On the hillside it was quiet, but she heard the wailing from Alder, wafting up in the still night. The souls of the transported lingered like fireflies. The armies were assembled, and the first skirmishes had been fought. With Ben’s passing, she’d won a field promotion. She was now a general, second only to the Beloved.
Mike Toad wanted to say something, but had nothing
to say. His aura was sickly, congealing yellow around his heart. He was coming to the end of his purpose. He was becoming one of the weights that must be set aside. Terry howled at the stars. The Toad cringed.

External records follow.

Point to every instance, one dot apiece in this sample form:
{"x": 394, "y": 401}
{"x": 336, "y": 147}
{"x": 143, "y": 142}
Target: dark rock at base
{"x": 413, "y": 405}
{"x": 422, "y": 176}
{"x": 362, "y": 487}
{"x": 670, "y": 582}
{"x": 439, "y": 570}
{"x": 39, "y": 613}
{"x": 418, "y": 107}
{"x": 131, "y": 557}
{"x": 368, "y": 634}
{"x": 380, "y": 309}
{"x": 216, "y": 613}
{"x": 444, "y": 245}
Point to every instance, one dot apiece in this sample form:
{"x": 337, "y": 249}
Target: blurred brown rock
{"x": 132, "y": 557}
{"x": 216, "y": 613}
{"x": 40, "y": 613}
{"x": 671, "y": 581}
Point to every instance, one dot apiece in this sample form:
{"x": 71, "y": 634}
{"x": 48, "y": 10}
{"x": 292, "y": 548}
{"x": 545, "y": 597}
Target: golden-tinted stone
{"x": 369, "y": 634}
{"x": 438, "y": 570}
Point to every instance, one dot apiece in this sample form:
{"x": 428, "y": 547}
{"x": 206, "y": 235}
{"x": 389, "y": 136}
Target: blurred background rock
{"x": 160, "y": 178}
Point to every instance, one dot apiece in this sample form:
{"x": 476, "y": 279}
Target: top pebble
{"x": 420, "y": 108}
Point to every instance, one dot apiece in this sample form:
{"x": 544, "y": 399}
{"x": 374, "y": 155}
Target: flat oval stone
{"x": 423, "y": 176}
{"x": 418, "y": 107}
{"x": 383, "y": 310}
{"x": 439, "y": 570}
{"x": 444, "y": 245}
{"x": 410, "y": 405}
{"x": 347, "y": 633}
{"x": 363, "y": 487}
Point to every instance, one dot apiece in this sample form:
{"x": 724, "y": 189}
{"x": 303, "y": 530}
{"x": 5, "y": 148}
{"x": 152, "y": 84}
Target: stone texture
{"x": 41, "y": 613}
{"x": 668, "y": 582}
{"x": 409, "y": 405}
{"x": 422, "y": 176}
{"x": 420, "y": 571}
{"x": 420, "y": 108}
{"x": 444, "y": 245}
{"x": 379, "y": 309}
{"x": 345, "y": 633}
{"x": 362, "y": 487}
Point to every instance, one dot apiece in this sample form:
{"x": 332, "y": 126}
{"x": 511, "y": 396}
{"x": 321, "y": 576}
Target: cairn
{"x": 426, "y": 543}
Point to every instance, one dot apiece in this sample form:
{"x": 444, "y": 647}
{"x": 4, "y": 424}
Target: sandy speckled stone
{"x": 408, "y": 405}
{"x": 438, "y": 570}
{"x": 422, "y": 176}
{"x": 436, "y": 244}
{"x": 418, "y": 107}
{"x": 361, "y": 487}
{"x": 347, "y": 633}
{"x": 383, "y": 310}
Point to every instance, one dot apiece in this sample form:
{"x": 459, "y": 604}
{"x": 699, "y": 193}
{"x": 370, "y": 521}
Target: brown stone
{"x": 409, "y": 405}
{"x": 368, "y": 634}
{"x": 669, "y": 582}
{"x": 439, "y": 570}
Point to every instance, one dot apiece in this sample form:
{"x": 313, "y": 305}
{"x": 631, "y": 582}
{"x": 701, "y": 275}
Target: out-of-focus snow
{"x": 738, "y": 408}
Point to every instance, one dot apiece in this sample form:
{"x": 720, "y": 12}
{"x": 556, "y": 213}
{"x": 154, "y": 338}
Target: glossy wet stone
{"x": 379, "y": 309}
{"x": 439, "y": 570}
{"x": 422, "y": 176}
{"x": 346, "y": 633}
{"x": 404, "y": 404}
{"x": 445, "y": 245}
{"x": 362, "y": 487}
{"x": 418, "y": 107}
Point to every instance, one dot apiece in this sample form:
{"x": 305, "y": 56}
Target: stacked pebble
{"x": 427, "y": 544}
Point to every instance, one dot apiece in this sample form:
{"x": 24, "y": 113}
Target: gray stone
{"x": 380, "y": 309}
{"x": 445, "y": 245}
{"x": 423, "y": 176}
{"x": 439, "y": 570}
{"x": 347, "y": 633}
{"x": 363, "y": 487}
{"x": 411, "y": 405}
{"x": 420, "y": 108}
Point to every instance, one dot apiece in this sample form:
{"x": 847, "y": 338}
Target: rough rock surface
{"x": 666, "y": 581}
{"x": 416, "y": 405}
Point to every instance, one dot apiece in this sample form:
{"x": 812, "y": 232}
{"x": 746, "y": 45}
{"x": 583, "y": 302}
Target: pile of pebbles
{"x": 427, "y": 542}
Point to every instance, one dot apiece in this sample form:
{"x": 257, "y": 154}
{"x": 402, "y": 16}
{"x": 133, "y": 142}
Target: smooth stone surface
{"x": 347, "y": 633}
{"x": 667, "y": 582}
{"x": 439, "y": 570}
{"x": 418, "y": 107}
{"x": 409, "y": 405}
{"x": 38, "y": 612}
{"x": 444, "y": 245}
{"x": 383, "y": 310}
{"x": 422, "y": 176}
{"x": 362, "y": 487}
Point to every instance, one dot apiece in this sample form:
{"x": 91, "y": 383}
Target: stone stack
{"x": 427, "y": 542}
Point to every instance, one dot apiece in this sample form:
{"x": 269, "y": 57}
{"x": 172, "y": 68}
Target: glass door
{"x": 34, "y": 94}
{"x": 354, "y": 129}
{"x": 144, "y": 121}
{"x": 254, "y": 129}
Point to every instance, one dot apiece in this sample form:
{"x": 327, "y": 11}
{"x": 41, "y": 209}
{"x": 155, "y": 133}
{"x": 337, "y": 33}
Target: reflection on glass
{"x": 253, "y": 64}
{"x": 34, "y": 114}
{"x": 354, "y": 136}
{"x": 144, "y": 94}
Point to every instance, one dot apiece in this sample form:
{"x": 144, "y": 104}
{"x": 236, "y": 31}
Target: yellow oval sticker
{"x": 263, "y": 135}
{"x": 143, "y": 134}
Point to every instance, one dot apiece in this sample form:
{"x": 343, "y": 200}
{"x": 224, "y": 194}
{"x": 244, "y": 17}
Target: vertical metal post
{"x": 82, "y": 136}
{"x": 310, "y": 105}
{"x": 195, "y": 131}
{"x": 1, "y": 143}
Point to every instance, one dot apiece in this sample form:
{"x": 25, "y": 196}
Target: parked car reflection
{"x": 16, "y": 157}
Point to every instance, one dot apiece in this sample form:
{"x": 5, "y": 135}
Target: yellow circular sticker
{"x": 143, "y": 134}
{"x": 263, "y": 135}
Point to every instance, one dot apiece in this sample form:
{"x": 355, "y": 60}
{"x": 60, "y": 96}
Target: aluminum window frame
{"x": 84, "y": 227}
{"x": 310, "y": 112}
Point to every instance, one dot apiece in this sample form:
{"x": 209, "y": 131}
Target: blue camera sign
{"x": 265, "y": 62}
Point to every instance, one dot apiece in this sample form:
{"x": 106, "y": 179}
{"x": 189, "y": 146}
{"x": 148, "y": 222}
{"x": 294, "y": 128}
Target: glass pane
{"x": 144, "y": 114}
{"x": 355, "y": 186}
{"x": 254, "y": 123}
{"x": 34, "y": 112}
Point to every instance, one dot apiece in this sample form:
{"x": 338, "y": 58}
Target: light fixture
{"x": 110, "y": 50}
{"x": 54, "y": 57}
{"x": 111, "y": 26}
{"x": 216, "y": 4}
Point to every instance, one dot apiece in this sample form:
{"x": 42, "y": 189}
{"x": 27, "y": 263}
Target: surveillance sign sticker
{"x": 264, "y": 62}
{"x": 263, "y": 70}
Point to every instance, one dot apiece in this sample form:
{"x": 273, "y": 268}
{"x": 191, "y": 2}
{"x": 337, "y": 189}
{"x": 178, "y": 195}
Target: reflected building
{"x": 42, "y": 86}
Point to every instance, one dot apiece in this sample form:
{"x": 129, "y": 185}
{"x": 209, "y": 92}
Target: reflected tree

The first pink of dawn showed. Their night on the mountain was nearly over. Soon, it would be time to go among the multitudes and spread the word. But first, she must lose another weight.
‘Mike Toad,’ she said, pulling him around by his chin to face her, ‘tell us a story, tell us a joke.’
He shook his head, and she nodded slowly, contradicting him.
‘Youm a funny boy. Make I laugh.’
He gulped. Terry stopped howling and cocked an ear to listen. Allison squeezed, thumb digging into Mike’s cheek, nail pressing a crescent of red under his eye.
‘Come on, boy.’
She pulled her hand away. Mike swallowed. He knew she meant it.
‘No… wait… right…’
She watched him collect himself.
‘My girlfriend, right, she’s so fat…’
Allison folded her arms. Mike was having trouble getting his joke straight in his mind, let alone his mouth.
‘Fat, right? Yeah, really fat… anyway, she was going through customs at the airport…’
Terry was bunching up his shoulders, muscles tense, head thrust forwards. Allison put a hand on his head, fur prickling under her palm.
‘…and they pull her aside... searching, no, looking... looking for drugs…’
Terry growled in the back of his throat, almost below the range of human ears. Allison felt his readiness to pounce. He was like an Olympic runner on his marks, knees bent, thighs and calves ready to pound ground.
‘…so they strip-search her… they take down her knickers, and what do you think they find?’